At a Glance
- Tasks: Lead reliability engineering efforts and improve operational systems across the organisation.
- Company: Join Boston Consulting Group, a leader in business strategy and transformation.
- Benefits: Enjoy a hybrid work model, competitive salary, and opportunities for professional growth.
- Other info: Collaborative environment with a focus on mentorship and cross-team influence.
- Why this job: Make a real impact by driving innovation and mentoring future engineers.
- Qualifications: 5-8 years in Site Reliability Engineering with strong cloud and automation skills.
The predicted salary is between 80000 - 100000 £ per year.
Boston Consulting Group partners with leaders in business and society to tackle their most important challenges and capture their greatest opportunities. BCG was the pioneer in business strategy when it was founded in 1963. Today, we help clients with total transformation‑inspiring complex change, enabling organizations to grow, building competitive advantage, and driving bottom‑line impact. To succeed, organizations must blend digital and human capabilities. Our diverse, global teams bring deep industry and functional expertise and a range of perspectives to spark change.

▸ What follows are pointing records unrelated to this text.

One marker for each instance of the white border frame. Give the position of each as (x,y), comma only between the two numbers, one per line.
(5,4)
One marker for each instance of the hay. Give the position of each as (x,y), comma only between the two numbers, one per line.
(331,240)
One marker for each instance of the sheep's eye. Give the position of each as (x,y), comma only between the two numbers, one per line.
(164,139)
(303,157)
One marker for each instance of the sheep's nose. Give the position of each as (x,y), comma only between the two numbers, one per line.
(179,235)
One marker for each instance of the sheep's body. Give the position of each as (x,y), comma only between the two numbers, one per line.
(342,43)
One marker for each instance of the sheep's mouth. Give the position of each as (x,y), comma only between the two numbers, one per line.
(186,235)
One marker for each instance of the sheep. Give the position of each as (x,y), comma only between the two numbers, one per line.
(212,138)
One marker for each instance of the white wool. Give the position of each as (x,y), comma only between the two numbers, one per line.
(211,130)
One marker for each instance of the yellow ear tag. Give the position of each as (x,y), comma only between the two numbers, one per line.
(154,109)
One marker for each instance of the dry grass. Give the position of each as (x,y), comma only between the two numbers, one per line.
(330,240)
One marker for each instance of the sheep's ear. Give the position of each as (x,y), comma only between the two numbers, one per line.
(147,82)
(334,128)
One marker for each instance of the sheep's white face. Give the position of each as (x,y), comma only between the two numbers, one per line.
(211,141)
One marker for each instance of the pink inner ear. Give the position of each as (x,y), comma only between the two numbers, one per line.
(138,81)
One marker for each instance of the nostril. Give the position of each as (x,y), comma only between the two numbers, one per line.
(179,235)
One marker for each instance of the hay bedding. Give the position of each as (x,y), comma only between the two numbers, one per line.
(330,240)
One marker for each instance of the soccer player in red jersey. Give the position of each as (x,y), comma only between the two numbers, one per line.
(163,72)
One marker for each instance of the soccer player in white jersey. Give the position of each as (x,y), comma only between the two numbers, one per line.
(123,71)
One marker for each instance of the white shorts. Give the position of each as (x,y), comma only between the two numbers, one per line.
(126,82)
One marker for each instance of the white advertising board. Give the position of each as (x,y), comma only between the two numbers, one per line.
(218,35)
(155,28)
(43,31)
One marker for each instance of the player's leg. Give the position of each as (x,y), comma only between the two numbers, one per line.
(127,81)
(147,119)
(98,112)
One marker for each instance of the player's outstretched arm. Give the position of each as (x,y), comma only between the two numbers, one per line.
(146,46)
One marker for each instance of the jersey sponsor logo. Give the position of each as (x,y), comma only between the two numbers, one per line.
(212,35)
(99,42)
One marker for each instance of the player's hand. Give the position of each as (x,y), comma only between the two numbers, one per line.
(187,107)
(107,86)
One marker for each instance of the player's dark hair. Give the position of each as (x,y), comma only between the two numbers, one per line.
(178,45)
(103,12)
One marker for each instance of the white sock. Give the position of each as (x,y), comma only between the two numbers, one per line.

The Senior Site Reliability Engineer is responsible for running the engineering capability behind a defined area of reliability across the organisation. The role works across multiple SRE disciplines including infrastructure, cloud, observability, automation, identity, security, and network operations, applying engineering thinking to reduce operational toil, improve resilience, and embed reliability and governance into delivery and operational workflows. The role drives engineering quality and consistency within its scope of responsibility, contributes to wider engineering standards, and helps shape how reliability is delivered across the organisation. It builds reusable patterns, mentors engineers, and provides senior engineering input across a wider set of stakeholders. The ideal candidate is a senior practitioner who is comfortable operating across multiple domains, balances delivery with mentorship, and can articulate engineering trade‑offs clearly to both technical and non‑technical audiences.
Core Responsibilities
- Run and continuously improve the reliability engineering systems within scope, including automation, pipelines, observability, and operational tooling.
- Design and implement engineering solutions that eliminate operational toil at scale and embed reliability into delivery workflows.
- Help shape engineering standards, patterns, and reusable frameworks across the SRE practice.
- Lead the engineering response to complex incidents within scope, drive systemic remediation, and contribute to post‑incident learning.
- Mentor and coach senior engineers across reliability engineering, automation, observability, and SRE principles.
- Drive cross‑team collaboration with engineering, platform, and operations functions to embed reliability and governance through engineering controls.
- Communicate engineering status, risks, and recommendations clearly to senior stakeholders and leadership forums.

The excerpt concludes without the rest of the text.